Ferguson et al. showed that in patients who received thoracic epidural analgesia after gynaecological surgery, postoperative pain relief was better controlled at rest and after coughing, when compared to patients with IV PCA. Nevertheless, pain at rest was similar in both groups at different postoperative times in our study (18). Bartha et al. used ropivacaine and morphine for PCEA in comparison with IV morphine for IV PCA in patients undergoing major abdominal surgeries (19). They suggested that postoperative pain was better controlled with PCEA than IV PCA. Also, Chen et al. compared these two analgesic techniques after gynaecological laparotomies and recommended that PCEA provided better pain relief, especially after patient movement, when compared to IV PCA (1). They also used intravenous morphine in PCA similar to the studies of Ferguson et al. and Bartha et al. (18, 19). Nonetheless, we used the combination of low-dose analgesics in our study; this might have contributed to the better quality of analgesia in the IV group in comparison to other studies.

In this study, we used pethidine as additional analgesia when VAS was higher than four. Ferguson et al. used ketorolac as the additional analgesic. In their study, similar to ours, there was no difference in additional analgesic consumption between the two groups (18). Also, in the PCEA group, we used 0.125% bupivacaine with fentanyl as the analgesic. Regarding very low and mild paresthesia without any motor block, it seems that this diluted solution in combination with opioids can provide better analgesia without any neural complications.
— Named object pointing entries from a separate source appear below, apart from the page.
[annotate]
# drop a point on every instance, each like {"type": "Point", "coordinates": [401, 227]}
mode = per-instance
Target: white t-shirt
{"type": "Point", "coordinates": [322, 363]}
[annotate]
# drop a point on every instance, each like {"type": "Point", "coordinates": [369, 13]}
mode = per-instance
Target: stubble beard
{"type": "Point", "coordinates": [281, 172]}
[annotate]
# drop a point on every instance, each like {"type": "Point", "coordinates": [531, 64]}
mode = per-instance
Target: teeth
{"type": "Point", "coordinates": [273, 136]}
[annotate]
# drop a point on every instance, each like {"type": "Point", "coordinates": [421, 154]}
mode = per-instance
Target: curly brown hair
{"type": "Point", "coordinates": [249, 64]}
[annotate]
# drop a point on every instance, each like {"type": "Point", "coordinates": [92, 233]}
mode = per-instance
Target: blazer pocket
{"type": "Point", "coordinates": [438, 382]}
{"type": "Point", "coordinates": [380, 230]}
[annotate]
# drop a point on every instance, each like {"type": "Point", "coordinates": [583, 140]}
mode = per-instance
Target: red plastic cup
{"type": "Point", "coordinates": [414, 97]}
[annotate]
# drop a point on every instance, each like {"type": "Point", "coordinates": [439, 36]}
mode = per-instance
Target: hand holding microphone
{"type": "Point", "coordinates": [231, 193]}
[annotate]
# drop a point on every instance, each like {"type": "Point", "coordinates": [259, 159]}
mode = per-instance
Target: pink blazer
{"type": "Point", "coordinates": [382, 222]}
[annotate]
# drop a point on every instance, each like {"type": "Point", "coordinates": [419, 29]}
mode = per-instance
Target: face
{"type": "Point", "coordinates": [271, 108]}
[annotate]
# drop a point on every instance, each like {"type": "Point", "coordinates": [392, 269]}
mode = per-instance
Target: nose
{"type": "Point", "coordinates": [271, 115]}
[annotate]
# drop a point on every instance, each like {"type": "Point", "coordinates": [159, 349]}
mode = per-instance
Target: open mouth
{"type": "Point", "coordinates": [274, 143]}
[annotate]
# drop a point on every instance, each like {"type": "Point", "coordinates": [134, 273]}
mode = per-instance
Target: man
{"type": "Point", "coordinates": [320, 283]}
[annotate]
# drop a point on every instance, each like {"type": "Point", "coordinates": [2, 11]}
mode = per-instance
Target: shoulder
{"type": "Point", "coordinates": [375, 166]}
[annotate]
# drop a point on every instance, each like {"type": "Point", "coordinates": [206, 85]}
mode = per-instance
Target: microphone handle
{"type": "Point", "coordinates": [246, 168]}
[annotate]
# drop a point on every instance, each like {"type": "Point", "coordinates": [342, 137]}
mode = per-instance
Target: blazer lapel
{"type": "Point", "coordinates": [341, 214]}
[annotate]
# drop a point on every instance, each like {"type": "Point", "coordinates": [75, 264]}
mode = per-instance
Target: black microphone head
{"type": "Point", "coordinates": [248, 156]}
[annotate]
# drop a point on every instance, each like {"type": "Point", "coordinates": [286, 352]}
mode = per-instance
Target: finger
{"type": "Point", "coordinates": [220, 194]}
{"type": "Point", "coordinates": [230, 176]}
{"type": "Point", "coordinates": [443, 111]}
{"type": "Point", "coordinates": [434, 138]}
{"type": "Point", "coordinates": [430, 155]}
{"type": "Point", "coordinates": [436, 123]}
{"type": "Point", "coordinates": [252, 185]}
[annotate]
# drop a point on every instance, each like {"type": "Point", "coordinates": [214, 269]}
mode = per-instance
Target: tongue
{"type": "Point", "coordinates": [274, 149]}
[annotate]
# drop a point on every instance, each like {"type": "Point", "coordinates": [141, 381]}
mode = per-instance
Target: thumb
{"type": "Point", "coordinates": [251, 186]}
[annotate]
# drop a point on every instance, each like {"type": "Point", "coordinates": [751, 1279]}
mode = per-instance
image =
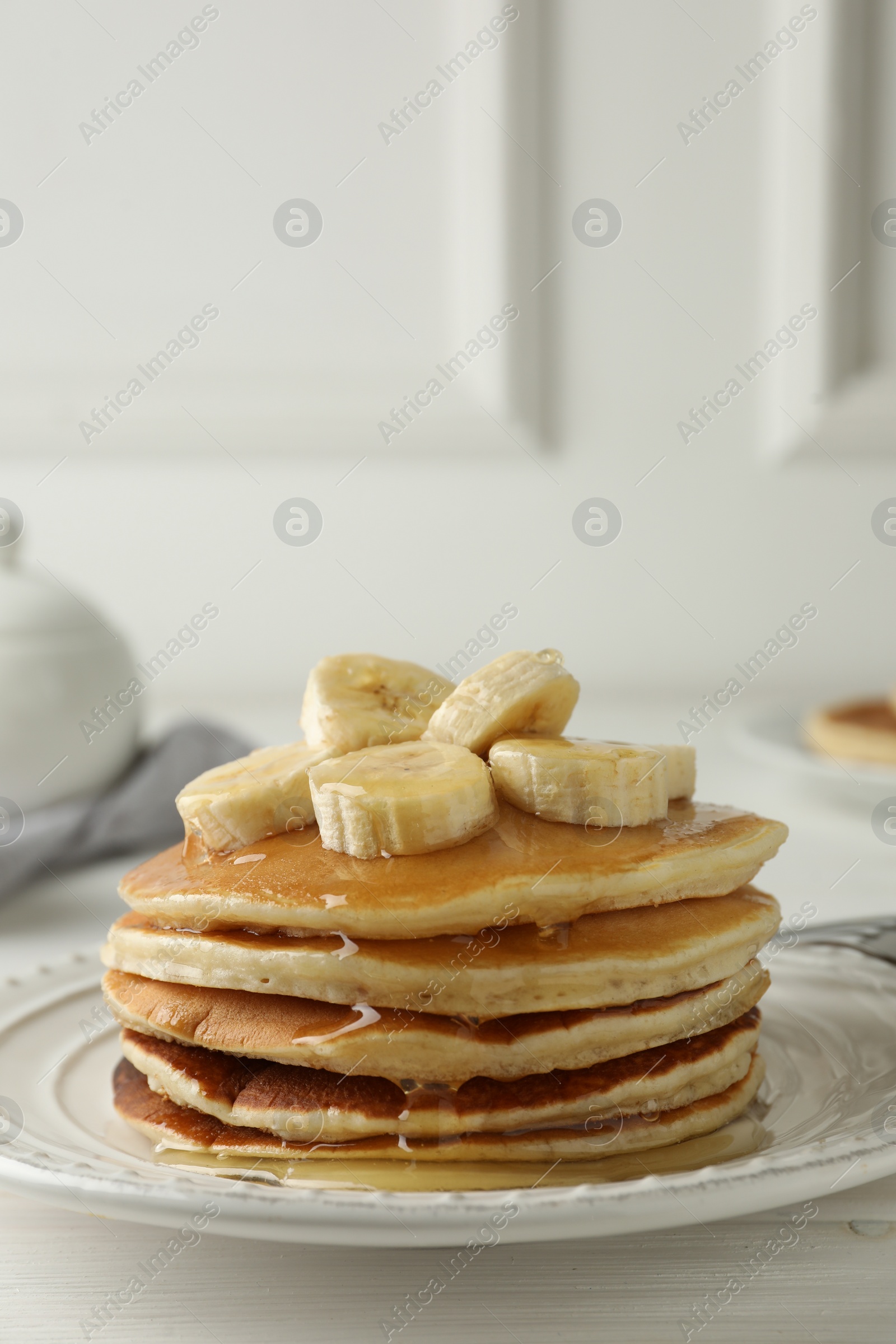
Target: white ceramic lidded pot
{"type": "Point", "coordinates": [58, 663]}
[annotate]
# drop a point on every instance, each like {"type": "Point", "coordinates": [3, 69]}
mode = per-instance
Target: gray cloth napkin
{"type": "Point", "coordinates": [136, 814]}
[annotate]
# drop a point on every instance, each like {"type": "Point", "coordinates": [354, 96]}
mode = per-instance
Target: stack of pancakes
{"type": "Point", "coordinates": [535, 993]}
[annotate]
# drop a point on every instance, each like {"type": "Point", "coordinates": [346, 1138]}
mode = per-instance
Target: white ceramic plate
{"type": "Point", "coordinates": [821, 1123]}
{"type": "Point", "coordinates": [773, 737]}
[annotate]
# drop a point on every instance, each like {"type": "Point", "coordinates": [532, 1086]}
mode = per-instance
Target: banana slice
{"type": "Point", "coordinates": [409, 797]}
{"type": "Point", "coordinates": [682, 769]}
{"type": "Point", "coordinates": [362, 701]}
{"type": "Point", "coordinates": [604, 784]}
{"type": "Point", "coordinates": [261, 795]}
{"type": "Point", "coordinates": [517, 693]}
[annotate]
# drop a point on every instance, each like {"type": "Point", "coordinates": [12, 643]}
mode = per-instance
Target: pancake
{"type": "Point", "coordinates": [421, 1046]}
{"type": "Point", "coordinates": [598, 962]}
{"type": "Point", "coordinates": [316, 1105]}
{"type": "Point", "coordinates": [526, 870]}
{"type": "Point", "coordinates": [170, 1126]}
{"type": "Point", "coordinates": [861, 730]}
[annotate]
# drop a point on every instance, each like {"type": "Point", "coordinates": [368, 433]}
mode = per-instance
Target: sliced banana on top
{"type": "Point", "coordinates": [682, 769]}
{"type": "Point", "coordinates": [517, 693]}
{"type": "Point", "coordinates": [604, 784]}
{"type": "Point", "coordinates": [255, 796]}
{"type": "Point", "coordinates": [409, 797]}
{"type": "Point", "coordinates": [361, 701]}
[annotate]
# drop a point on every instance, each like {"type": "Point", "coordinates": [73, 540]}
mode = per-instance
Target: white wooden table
{"type": "Point", "coordinates": [836, 1284]}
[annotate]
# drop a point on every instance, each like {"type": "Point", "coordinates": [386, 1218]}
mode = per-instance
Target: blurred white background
{"type": "Point", "coordinates": [129, 233]}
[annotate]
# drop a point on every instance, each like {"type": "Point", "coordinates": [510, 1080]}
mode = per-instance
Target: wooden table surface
{"type": "Point", "coordinates": [836, 1284]}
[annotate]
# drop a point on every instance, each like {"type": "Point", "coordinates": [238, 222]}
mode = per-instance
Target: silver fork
{"type": "Point", "coordinates": [876, 937]}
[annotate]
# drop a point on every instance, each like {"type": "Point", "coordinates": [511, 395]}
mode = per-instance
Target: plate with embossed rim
{"type": "Point", "coordinates": [774, 737]}
{"type": "Point", "coordinates": [825, 1119]}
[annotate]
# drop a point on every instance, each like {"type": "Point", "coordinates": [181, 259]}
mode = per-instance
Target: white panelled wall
{"type": "Point", "coordinates": [430, 535]}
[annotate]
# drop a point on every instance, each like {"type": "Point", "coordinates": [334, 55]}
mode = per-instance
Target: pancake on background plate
{"type": "Point", "coordinates": [859, 730]}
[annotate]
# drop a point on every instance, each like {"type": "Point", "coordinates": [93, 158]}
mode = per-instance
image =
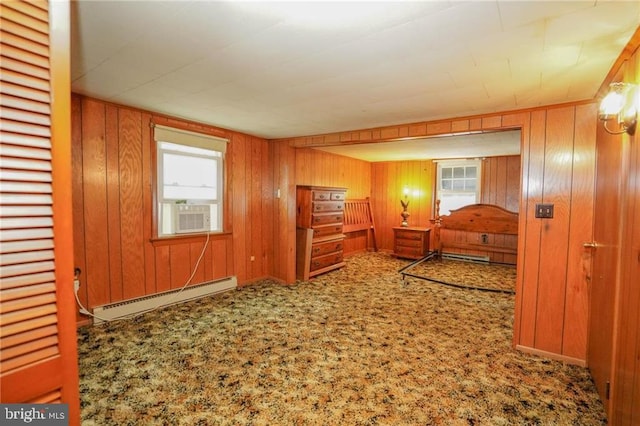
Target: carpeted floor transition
{"type": "Point", "coordinates": [356, 346]}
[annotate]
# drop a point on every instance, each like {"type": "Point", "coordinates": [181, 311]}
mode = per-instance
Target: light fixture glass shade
{"type": "Point", "coordinates": [621, 105]}
{"type": "Point", "coordinates": [612, 104]}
Perioperative interventions like epidural analgesia with local anesthetics and opioids can block afferent pain stimulations and efferent sympathetic responses. Consequently, they can excel intestine motility and prevent postoperative ileus. In our study, and also in the studies of Ferguson et al. (18) and Chen et al. (1), postoperative ileus was not reported.

Regarding sedation, 22 patients in the IV PCA group, had different degrees of sedation (using the Ramsay sedation scoring system), due to direct intravenous infusion of opioids. Only three patients had high sedation scores. In the PCEA group, despite infusion of opiod (fentanyl) with bupivacaine, no patient experienced sedation. Although respiratory depression was not statistically different between the two groups, in the IV PCA group, four patients had respiratory depression, i.e. decrease in SaO2 levels to less than 91%, which was controlled rapidly, lowering the infusion rate. In the PCEA group, no one had respiratory depression. It appears that PCEA is safer than IV PCA regarding these complications.
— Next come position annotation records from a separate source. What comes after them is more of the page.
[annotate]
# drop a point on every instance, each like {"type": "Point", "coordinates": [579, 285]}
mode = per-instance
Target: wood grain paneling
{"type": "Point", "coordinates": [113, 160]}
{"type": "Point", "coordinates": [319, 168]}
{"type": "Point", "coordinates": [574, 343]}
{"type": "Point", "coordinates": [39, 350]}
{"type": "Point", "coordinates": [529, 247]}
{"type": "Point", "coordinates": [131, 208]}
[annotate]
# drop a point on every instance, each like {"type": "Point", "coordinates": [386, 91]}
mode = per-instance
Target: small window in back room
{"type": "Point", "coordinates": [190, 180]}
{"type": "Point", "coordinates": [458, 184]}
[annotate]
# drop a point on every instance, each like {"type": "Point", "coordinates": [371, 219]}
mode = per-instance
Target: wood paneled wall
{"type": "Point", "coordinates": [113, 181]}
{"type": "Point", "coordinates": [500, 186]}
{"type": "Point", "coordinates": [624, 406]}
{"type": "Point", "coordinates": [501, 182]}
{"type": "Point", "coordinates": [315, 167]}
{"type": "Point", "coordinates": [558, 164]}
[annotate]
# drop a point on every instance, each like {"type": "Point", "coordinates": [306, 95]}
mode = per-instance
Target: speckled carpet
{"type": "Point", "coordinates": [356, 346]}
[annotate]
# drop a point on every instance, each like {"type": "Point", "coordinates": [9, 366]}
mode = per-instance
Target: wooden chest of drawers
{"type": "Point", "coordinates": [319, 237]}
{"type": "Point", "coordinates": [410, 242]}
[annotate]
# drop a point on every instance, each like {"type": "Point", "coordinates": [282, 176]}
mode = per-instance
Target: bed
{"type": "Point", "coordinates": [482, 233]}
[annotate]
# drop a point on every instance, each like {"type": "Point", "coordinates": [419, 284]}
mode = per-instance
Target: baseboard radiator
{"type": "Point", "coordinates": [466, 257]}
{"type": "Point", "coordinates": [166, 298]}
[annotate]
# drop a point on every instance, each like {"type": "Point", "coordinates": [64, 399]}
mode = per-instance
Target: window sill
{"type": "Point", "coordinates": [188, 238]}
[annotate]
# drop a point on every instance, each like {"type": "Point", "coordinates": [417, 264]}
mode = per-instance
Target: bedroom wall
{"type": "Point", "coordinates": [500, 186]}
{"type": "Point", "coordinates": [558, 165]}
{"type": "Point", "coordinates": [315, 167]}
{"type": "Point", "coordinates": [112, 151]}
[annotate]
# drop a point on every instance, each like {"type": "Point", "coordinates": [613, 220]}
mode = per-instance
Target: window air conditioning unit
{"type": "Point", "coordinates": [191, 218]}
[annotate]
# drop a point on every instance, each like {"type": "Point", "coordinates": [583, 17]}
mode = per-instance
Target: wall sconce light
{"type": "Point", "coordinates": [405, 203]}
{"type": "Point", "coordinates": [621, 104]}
Both PCEA and IV PCA are effective in pain relief after major gynaecological cancer surgeries, especially when combination therapy with low dose agents is used. It appears that PCEA is superior in pain relief with less sedation effects. The limitation of this study was that it compared two different techniques, thus it was not a double-blinded study, which may cause some bias in the data collection.